A TCC também tem grande eficácia no tratamento da ansiedade, segundo a pesquisadora Mariângela Gentil Savoia. Esse sentimento, segundo ela, é um legado evolutivo e é uma experiência universal na espécie humana. Ela faz com que a pessoa aumente o grau de vigília e evite o perigo próximo. No entanto, quando é anormalmente elevada, ela é extremamente prejudicial à vida social do indivíduo. Existem dois tipos de transtornos ansiosos: a ansiedade tônica, quando ela é generalizada, e a ictal, que é deflagrada por uma situação específica. A especialista sugere que o que vem se mostrando mais eficiente é o tratamento medicamentoso combinado com o psicoterápico – é aí que entram as técnicas da TCC. No caso específico da ansiedade, ela propõe que haja, no tratamento, uma interação entre o paciente e o ambiente externo. Como exemplo, ela cita um paciente que tem medo de andar de metrô. Nesse caso, uma opção é que o terapeuta, além dos outros procedimentos da terapia, também faça uma visita ao metrô junto com o paciente.
A dor crônica também pode ser amenizada com a TCC. Foi o que defenderam Lee Beeston e Michael Nicholas, pesquisadores da Universidade de Sydney que também participaram do seminário. Numa introdução sobre o significado da dor, Nicholas afirmou que a dor não é apenas fisiológica, é também psicológica. Segundo ele, os mesmos princípios que hoje se aplicam à dor, antes eram usados para distúrbios mentais. Mas nem sempre a compreensão da dor se deu dessa forma. O modelo tradicional da dor, instituído no séc. XIX seguia a lógica de que toda a dor tinha como causa um ferimento. Se acabarmos com a causa dessa dor, cessa também a dor e seus impactos.

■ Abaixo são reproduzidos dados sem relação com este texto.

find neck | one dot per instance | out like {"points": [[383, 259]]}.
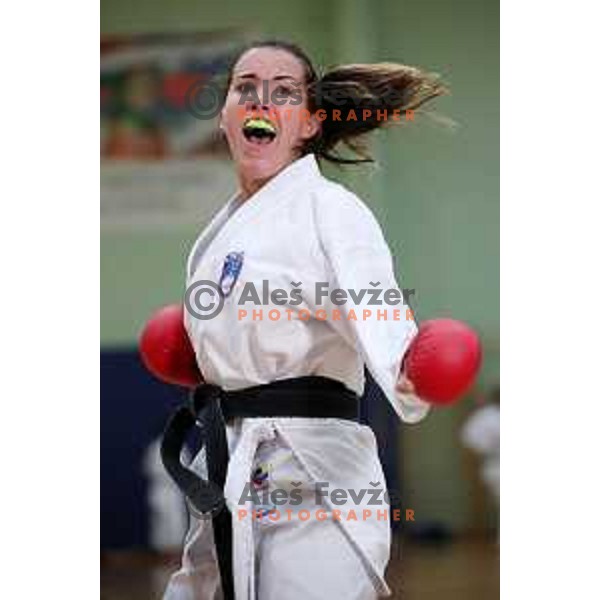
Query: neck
{"points": [[250, 184]]}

Esse modelo não funciona, porém, nos casos de dor crônica. Pesquisa realizada na Austrália constatou que parcela significativa da população apresenta esse quadro. Dessa parcela, 40% disse que essa dor não tinha influência alguma em suas atividades diárias. A conclusão é que a dor crônica é muito comum e as pessoas aprendem a conviver com ela. Em outras observações, o professor constatou que alguns pacientes que haviam padecido de graves queimaduras relataram não ter sentido dor alguma por cerca de até 20 minutos após o acidente. Esses dados reforçaram para o professor o caráter psicológico da dor, e assim fez com que ele pensasse na TCC como tratamento. A respeito disso, escreveu o livro Manage your pain, que tem como co-autora Lee Beeston.
Esses foram assuntos abordados no seminário realizado no dia 18 de novembro na Escola de Enfermagem da USP. Por meio dele, ficou evidente a crescente importância da TCC na saúde das pessoas. Lee Beeston também enfatizou a formação da enfermeira em TCC, já que o público era formado, em sua maioria, por estudantes e profissionais da área de enfermagem. O seminário foi um evento importante, tanto pela pertinência do tema, quanto pelo time de palestrantes que contou com dois convidados estrangeiros, especialistas no assunto.